Промолчал.

— Я был раздавлен, правда… наворотил глупостей, но я действительно не знал про твою язву — ты же вечно жрал всё подряд и запивал всем, что горит!.. и вдруг эта фраза уже в дверях: "Юлька знала". И вот тогда все стало на места! Как по щелчку! Как у тебя за час до этого!

— И ты стал подгонять факты под версию…

— Нет, но я намекнул, кого и на что проверить. Моему непостоянству удивились: то я прошу Кудымову не трогать, а только изобразить следствие, то вдруг разворот на сто восемьдесят градусов! Но хорошо быть кое-чьим сыном — на мои взбрыки закрыли глаза. И я не сам копал, наоборот — я самоустранился, чтобы ни на кого не влиять. Чтобы не подгонять факты под версию, как ты выразился…

Мне было блядски паршиво, но я ему верил. В вину Макса не поверил ни на минуту, а вот тут поверил почти сразу же.
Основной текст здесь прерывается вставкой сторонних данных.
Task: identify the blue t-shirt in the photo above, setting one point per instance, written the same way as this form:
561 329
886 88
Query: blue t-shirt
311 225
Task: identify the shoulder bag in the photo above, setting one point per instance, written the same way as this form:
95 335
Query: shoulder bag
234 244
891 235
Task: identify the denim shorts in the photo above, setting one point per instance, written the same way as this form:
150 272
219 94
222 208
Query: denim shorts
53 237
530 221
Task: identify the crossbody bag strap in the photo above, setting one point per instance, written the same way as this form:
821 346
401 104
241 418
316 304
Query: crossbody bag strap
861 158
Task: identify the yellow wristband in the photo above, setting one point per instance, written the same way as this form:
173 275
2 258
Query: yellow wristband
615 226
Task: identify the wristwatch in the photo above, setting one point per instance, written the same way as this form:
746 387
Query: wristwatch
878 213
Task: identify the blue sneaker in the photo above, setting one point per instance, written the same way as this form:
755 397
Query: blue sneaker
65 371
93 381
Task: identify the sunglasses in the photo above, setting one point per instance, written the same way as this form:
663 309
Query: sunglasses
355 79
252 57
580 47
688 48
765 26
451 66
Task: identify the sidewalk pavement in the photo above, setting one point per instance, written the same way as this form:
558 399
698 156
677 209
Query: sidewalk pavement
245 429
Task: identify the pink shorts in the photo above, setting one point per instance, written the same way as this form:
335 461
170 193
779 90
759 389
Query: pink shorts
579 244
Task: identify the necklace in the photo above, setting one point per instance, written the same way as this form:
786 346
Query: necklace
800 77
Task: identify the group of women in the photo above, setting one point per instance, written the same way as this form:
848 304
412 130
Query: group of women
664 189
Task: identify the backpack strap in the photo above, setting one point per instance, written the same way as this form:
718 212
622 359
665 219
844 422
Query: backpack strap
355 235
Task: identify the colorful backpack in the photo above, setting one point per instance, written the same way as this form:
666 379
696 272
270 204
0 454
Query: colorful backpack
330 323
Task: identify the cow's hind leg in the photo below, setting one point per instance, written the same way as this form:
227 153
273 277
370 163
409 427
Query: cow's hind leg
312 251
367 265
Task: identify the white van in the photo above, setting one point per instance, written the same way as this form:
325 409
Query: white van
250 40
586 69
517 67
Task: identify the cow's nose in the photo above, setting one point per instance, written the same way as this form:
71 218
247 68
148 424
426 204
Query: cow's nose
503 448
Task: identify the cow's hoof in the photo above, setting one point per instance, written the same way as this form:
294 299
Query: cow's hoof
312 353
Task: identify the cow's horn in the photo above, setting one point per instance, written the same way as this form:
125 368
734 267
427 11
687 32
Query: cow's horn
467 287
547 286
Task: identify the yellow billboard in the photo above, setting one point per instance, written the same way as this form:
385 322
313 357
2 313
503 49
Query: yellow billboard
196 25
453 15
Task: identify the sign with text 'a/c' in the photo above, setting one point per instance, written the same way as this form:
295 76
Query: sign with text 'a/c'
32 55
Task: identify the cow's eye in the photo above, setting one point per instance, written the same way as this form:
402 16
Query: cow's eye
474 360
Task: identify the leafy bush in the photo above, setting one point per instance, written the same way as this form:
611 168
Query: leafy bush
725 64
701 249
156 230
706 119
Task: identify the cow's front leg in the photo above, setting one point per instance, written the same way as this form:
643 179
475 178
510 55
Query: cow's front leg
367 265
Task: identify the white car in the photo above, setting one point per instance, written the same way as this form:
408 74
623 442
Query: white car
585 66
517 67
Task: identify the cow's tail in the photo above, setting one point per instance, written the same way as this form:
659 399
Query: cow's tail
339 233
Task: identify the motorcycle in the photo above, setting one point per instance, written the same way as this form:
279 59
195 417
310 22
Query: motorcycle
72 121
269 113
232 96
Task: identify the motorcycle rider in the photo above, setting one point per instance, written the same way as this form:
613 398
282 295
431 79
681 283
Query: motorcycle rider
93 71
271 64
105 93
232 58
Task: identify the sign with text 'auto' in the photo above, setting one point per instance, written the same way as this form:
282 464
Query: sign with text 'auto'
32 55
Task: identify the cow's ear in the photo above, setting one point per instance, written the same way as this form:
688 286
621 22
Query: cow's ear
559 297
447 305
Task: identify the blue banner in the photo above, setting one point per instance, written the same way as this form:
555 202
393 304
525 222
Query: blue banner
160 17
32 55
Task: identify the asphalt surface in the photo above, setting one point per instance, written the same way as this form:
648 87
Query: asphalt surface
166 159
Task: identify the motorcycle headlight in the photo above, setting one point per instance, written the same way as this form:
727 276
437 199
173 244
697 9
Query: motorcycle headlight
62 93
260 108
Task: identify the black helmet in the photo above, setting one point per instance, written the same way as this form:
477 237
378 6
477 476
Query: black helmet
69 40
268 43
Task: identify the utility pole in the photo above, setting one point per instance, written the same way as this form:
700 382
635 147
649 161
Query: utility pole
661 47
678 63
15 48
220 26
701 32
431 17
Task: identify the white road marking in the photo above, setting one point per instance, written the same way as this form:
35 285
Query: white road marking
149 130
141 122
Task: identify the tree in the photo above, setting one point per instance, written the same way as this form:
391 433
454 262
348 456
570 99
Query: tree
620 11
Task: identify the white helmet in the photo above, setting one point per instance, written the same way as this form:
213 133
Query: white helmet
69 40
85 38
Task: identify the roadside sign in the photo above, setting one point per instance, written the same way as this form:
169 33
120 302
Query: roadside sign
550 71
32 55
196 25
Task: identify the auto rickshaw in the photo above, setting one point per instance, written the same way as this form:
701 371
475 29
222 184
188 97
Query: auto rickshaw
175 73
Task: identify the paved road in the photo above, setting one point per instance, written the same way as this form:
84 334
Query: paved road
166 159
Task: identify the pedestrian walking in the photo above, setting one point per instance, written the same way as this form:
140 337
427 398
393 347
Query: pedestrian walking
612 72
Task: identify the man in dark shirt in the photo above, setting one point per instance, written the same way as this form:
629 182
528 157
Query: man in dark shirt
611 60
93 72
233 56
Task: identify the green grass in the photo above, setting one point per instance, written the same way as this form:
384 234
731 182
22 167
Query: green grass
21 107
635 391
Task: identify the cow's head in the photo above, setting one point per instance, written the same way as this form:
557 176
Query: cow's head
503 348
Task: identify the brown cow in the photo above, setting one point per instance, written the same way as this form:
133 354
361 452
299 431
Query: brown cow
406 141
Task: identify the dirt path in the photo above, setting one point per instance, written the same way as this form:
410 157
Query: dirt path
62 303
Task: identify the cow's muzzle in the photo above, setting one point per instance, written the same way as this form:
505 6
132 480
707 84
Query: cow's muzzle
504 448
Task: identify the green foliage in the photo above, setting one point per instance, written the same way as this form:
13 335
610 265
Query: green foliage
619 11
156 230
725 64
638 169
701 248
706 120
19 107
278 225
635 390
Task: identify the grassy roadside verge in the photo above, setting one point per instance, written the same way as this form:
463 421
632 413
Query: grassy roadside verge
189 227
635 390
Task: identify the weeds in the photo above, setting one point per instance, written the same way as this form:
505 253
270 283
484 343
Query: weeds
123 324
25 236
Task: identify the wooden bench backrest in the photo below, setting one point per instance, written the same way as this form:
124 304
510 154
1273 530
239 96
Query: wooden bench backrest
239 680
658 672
Слишком много Юлька финтила с этими противозачаточными таблетками, и слишком каждый раз эмоционально реагировала, когда я это замечал: вот я подбираю на летном поле упаковку с пилюлями — явные недовольство и замешательство, быстрый перевод внимания на кружевную тряпку! Вот мы склоняем друг к другу головы, обсуждая залетевших пилотесс — опять раздражение с привкусом вины, в которой она тут же по секрету признается — было дело, сама фарцевала! И даже в том моем полуживом состоянии я чувствовал ее желание забрать банку из Олиных вещей! Вполне возможно, что там были пустышки, которые могли послужить уликой против нее… Актриса, мать ее!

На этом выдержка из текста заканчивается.